Neuroprotective effects of androgens have not been well-characterized, but there is evidence that 5α-androstane-3α, 17β-diol (3α-diol) has anti- seizure effects. To further examine androgens' neuroprotective effects, testosterone (T), dihydrotestosterone (DHT), 3α-diol (1.0 mg/kg SC daily), or sesame oil vehicle was administered to adrenalectomized or sham-operated, young, female Long Evans rats (N = 52). After seven days, animals were perfused and trunk blood was collected for radioimmunoassay of plasma corticosterone and androgens.
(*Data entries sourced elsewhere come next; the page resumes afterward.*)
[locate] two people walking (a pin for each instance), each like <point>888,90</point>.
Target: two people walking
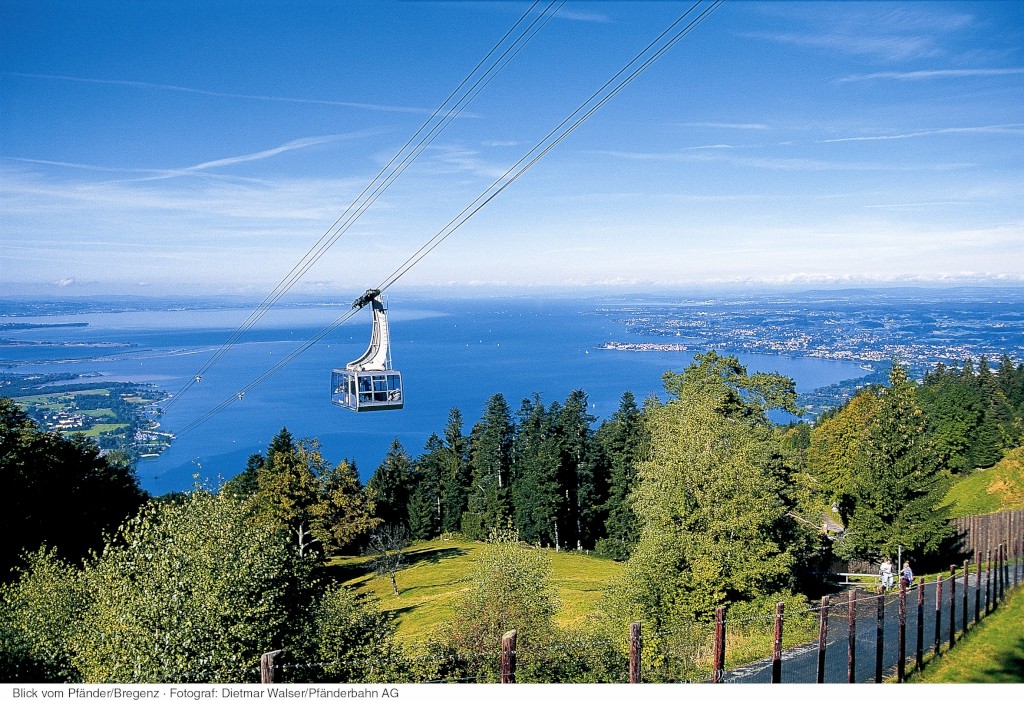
<point>886,571</point>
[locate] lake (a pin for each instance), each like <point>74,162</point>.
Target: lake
<point>451,353</point>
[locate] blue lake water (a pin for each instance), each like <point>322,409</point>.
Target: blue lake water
<point>451,353</point>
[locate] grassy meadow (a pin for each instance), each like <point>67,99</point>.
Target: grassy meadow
<point>986,491</point>
<point>438,572</point>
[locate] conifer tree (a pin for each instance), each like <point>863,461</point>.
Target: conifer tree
<point>456,474</point>
<point>900,486</point>
<point>425,499</point>
<point>622,440</point>
<point>390,486</point>
<point>584,486</point>
<point>536,494</point>
<point>491,459</point>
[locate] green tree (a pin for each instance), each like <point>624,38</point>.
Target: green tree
<point>623,439</point>
<point>391,486</point>
<point>953,413</point>
<point>900,485</point>
<point>57,491</point>
<point>835,455</point>
<point>715,526</point>
<point>425,508</point>
<point>456,474</point>
<point>580,475</point>
<point>39,613</point>
<point>186,582</point>
<point>324,507</point>
<point>537,498</point>
<point>491,459</point>
<point>188,590</point>
<point>510,588</point>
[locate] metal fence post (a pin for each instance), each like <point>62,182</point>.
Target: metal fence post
<point>977,588</point>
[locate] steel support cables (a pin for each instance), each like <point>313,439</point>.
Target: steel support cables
<point>654,50</point>
<point>500,54</point>
<point>640,62</point>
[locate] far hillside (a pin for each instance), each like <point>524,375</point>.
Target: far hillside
<point>437,575</point>
<point>986,491</point>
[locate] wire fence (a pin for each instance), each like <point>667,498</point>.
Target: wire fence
<point>860,636</point>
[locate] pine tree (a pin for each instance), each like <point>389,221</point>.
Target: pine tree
<point>536,496</point>
<point>491,459</point>
<point>622,440</point>
<point>898,490</point>
<point>456,474</point>
<point>390,486</point>
<point>425,500</point>
<point>584,486</point>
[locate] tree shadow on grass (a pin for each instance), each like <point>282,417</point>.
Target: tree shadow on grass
<point>1007,667</point>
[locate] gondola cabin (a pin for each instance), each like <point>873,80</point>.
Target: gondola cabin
<point>369,383</point>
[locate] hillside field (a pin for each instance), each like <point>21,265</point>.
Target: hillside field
<point>987,491</point>
<point>438,572</point>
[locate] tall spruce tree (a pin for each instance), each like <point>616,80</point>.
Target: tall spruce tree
<point>897,492</point>
<point>622,440</point>
<point>714,523</point>
<point>537,498</point>
<point>491,459</point>
<point>585,488</point>
<point>391,485</point>
<point>425,499</point>
<point>456,474</point>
No pyknotic cells were seen in the dentate of the sham-operated animals or those animals that had incomplete adrenalectomies (n = 20); however, cresyl violet and TUNEL stains revealed pyknotic cells in the granule layer of the dentate gyrus of adrenalectomized rats (n = 28). Testosterone, DHT, or 3α-diol significantly reduced the number of pyknotic cells in the dentate gyrus compared to vehicle administered, adrenalectomized rats. Steroid-administered animals had levels of T, DHT, or 3α-diol within physiological concentrations. These findings suggest that T, DHT, or 3α-diol may have neuroprotective effects via a common mechanism of action.